すぐに帰ってくるといっていた割に妻と娘はなかなか帰ってきません.私は空腹を忘れるために金魚の水槽を覗き込みました.すると金魚に食い荒らされてしまった水草や,樹脂性の造花ならぬ造草にもプツプツとタラコのような粒がついています.ちょっと見た限りでは十数個が見つかりました.ところが,観ている傍から金魚は自分の産み落とした卵を食べているではないですか.永代にわたり人間に養殖されてきた金魚は子育てをするといった本能や,自分の産んだ卵は食べないといった道徳(?)さえも忘れ去ってしまっているのです.ああ,空しい...

といってもこちとら病人ですので金魚の卵を救うために別の水槽を用意したりする気力が起きません.特売に殺到した主婦の皆さんと長い列に並び疲れて帰ってきた妻にその旨伝え,朝食にありつくまで約1時間半.妻によると,昨日水換えをしたばかりで,今日の朝からいきなり小さい方が大きい方のお尻をつつき追い回していたそうです.すると水草に取り付いた卵を発見したとのこと.そのうち妻が見ている前でもポロポロと産卵するようになったようでした.妻も自分が産んだ卵を食べる様子を発見して胸を痛めている様子.で,それを話半分で聞き,つかれまくった私は再び2階へ.この時点では卵を産んだとしてもちゃんと受精したかわからなかったし,そもそもこのような環境で卵が孵るとは思っていませんでした.

あまりの気持ちの悪さに苦しむこともなく爆睡した後,再び階下に降りた私は妻が卵を親金魚のいる水槽から別の水槽に取り分けているのを見ました.妻も居たたまれなくなって取り分けたそうです.それでも取っているそばから親金魚は卵を食べまくり,最終的に取り出せた卵はごく一部だったようです.それでも見た限りでは100ヶ以上はあります.目が悪い私が見た限りですから実際はもっとあるんでしょうか?

翌日は会社に出ました.夜,なんとか情報がないことには始まらないと思い.インターネットで金魚の産卵についてのwebを探し,ひたすら読みあさりました.それによるとやっぱり親金魚が卵を食べてしまうのは当たり前のことらしいです.金魚だけでなく熱帯魚なんかでもそれは常識で,産卵のときは産卵槽という別の水槽の中で産卵させ,産卵したらすぐに元の水槽に親金魚を移すという方法を取るらしいです.それには親金魚が産卵するタイミングを見計らったり,産卵を促すような環境を整えてやったりする必要があるらしいです.具体的に言うと暖かい水に変えてやったりするらしいです.

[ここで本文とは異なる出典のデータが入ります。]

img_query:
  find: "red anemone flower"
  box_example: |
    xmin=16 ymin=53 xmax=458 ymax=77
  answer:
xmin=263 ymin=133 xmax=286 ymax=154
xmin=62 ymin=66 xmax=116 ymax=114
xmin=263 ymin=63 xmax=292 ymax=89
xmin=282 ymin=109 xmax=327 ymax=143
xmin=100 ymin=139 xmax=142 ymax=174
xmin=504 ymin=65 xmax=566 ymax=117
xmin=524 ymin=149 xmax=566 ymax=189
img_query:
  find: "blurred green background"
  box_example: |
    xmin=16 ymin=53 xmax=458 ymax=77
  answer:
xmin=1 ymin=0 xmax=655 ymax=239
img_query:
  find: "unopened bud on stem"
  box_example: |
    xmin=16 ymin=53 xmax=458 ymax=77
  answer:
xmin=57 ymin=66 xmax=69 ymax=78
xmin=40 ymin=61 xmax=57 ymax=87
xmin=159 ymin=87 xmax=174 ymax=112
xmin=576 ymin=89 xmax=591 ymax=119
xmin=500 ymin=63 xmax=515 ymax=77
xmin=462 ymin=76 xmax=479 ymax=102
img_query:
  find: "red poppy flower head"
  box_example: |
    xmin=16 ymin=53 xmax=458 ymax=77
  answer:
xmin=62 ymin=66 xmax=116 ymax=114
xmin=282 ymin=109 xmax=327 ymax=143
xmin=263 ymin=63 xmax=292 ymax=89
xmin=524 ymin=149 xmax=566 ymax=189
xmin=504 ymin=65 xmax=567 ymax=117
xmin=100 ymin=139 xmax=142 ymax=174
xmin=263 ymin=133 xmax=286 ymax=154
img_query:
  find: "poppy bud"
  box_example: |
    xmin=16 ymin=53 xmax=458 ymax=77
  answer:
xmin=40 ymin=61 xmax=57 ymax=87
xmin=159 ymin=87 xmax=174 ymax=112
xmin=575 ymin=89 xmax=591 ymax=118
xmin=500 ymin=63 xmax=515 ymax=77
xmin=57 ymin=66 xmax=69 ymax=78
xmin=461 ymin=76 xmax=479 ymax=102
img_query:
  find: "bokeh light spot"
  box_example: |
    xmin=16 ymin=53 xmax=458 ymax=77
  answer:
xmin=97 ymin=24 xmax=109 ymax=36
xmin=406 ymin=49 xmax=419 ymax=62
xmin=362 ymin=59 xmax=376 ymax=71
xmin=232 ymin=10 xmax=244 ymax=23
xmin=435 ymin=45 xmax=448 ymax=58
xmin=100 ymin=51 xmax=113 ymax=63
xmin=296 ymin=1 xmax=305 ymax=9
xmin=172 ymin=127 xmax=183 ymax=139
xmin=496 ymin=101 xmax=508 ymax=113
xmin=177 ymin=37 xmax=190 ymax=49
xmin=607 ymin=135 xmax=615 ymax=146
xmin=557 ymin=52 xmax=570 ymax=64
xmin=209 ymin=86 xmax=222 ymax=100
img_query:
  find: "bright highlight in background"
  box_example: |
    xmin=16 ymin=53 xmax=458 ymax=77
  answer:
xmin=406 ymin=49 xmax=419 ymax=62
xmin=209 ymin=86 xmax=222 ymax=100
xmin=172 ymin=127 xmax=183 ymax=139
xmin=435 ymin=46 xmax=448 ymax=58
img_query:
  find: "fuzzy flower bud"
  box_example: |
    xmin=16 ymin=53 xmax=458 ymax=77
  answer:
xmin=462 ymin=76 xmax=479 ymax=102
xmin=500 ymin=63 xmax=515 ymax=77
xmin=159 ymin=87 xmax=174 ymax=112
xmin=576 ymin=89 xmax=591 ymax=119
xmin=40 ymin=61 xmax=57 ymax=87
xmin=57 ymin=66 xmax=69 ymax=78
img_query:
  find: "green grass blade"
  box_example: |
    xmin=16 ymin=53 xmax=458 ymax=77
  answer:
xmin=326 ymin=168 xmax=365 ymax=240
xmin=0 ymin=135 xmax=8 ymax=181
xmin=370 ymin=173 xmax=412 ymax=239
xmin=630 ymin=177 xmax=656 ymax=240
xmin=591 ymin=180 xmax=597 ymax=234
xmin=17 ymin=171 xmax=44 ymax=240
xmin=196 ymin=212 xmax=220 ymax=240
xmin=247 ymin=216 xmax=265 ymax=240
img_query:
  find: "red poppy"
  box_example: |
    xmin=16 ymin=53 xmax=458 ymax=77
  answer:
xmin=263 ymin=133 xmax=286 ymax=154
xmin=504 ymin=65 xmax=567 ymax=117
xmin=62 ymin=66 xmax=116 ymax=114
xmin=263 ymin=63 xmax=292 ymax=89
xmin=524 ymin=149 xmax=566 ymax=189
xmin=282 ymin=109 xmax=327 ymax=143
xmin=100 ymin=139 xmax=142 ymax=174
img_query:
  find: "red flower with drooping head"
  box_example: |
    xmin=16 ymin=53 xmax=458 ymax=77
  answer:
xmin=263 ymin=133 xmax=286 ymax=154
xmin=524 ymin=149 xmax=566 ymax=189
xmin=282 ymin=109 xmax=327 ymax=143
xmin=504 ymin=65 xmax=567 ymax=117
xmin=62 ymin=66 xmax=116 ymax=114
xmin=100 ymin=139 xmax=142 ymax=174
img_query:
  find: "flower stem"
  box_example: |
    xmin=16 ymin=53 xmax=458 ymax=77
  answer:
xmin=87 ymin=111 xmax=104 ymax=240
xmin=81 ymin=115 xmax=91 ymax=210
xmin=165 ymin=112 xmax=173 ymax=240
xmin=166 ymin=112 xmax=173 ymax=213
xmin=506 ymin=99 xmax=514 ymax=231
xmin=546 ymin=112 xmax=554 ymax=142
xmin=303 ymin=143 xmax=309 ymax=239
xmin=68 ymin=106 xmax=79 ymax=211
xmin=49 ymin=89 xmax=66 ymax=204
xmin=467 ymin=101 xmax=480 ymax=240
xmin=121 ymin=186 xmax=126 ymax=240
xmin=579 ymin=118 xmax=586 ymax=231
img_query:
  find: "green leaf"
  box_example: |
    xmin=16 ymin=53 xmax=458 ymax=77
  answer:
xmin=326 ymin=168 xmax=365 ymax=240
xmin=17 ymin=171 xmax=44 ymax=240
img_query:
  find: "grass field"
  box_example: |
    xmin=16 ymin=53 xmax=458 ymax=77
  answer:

でもうちの場合は場当たり的に産卵を目撃したがゆえにこういうことをしているわけです.恐らく今までの私の生涯で金魚を育てていたことは何度もありましたが,こういった事は初めてではあります.しかし,実は産卵したのを見逃していただけかもしれません.今になって思えばかわいそうなことをしたなと思います.